Based on http://caniuse.com/#feat=eventsource only IE/Edge doesn't have it, and there are polyfills for those, e.g. https://github.com/Yaffle/EventSource/blob/master/README.md

Or there are more problems?

Want to use SSE for one small project soon (haven't used it before, and don't want Websockets as they're an overkill for a basic event stream), would appreciate any info about how things could go wrong.

Again imagine if MS focused on user experience and used blink / WebKit - instead of rolling their own.

We'd have a more standard and open web with fewer set backs. More engineers working on the same engine. A larger team working on a shared native application for everyone to build on for them to sell ads too. It even makes good business sense for them now. One can dream right?

Edge has much better battery life than other browsers on Windows, much like Safari on Mac. Neither of those are the best browser, but when my choice is between six or ten hours of battery life, it's easy for me to decide.

I dream that one day Webkit / Blink will actually be efficient.

> I dream that one day Webkit / Blink will actually be efficient.

Apple's Safari uses Webkit and does get increased battery life on Macs. Theres no reason MS couldn't do the same with Webkit and optimize for battery life using the same engine.

I believe in the majority of cases SSE are a better technology than web sockets (e.g. WS do not seem to conform to HTTP/2.0, SSE offer transparent (browser-supported) reconnects, SSE event ids allow for replay, etc). The downside is no support in IE/Edge (you can vote at https://goo.gl/bd8V1K), no binary content (but again usually JSON is enough) and no fully bidirectional communication.

A good talk at the matter can be found at https://youtu.be/NDDp7BiSad4

Yea, it's only Edge, but if you look at WebSockets you'll see that everything except Opera Mini supports them - so you can get (some of) the same functionality without polyfills at all.
But why willingly introduce extra complexity to the system?

Websockets are way less trivial than SSE. Polyfills for a less popular browser seem to be a simpler solution to the problem, compared to websockets stack everywhere. Even if I don't have to implement websockets on my own and would use some mature library (because bugs happen even in such libraries).

Speaking of web sockets and simplicity:

I never understood why web sockets aren't just a straight break out of HTTP(S) to a naked TCP or SSL socket. Why all the extra complexity? All it does is degrade performance and bloat software.

I hate the way protocols are designed by committee, virtually guaranteeing that everything has layers upon layers of cruft that have never actually been needed by anyone for anything but must be implemented because it's in the spec.

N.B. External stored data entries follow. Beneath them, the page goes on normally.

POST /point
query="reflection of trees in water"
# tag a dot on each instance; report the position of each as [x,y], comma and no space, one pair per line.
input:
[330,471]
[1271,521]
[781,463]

For one you need some concept of same origin/CORS. Don't want web sockets to provide an easy DoS vector
That would be in the headers and prior to protocol breakout. I'm talking about after that. Why does web sockets have an extra layer of framing and other nonsense? Not to mention other "modes of operation." It's a socket. Give me a socket.
No kidding. It's just a new version of TCP, implemented on top of HTTP, which is implemented on top of TCP.
Because of firewalls, proxies, and NAT.
You already have a TCP connection, so NAT and firewalls don't matter here. Proxies have to be web socket aware anyway.
Does anyone know why Edge would make that kind of decision? SSE has been supported forever.
For this sort of thing, albeit only with a .NET backend, I've always used SignalR to handle these browser/server OS incompatibilities. It'll negotiate a common protocol, whether that be WebSockets, SSE, or falling back to long-polling.
However SignalR does not give you access to a raw websocket, in the same sense that socket.io does not give you one. Both are higher level abstractions that can use websockets as a transport, but are not restricted to them. If you want to run a custom protocol on plain websockets, e.g. because it's already well-defined what the other peer speaks/understands, then both are not applicable. If you don't care whether your realtime application is portable to another framework then yes, SignalR and socket.io are very viable solutions.
When I checked probably around 6 months ago, SignalR seemed to have no real story for ASP.NET Core and it also depended on jquery on the frontend, which I found to be simply ridiculous.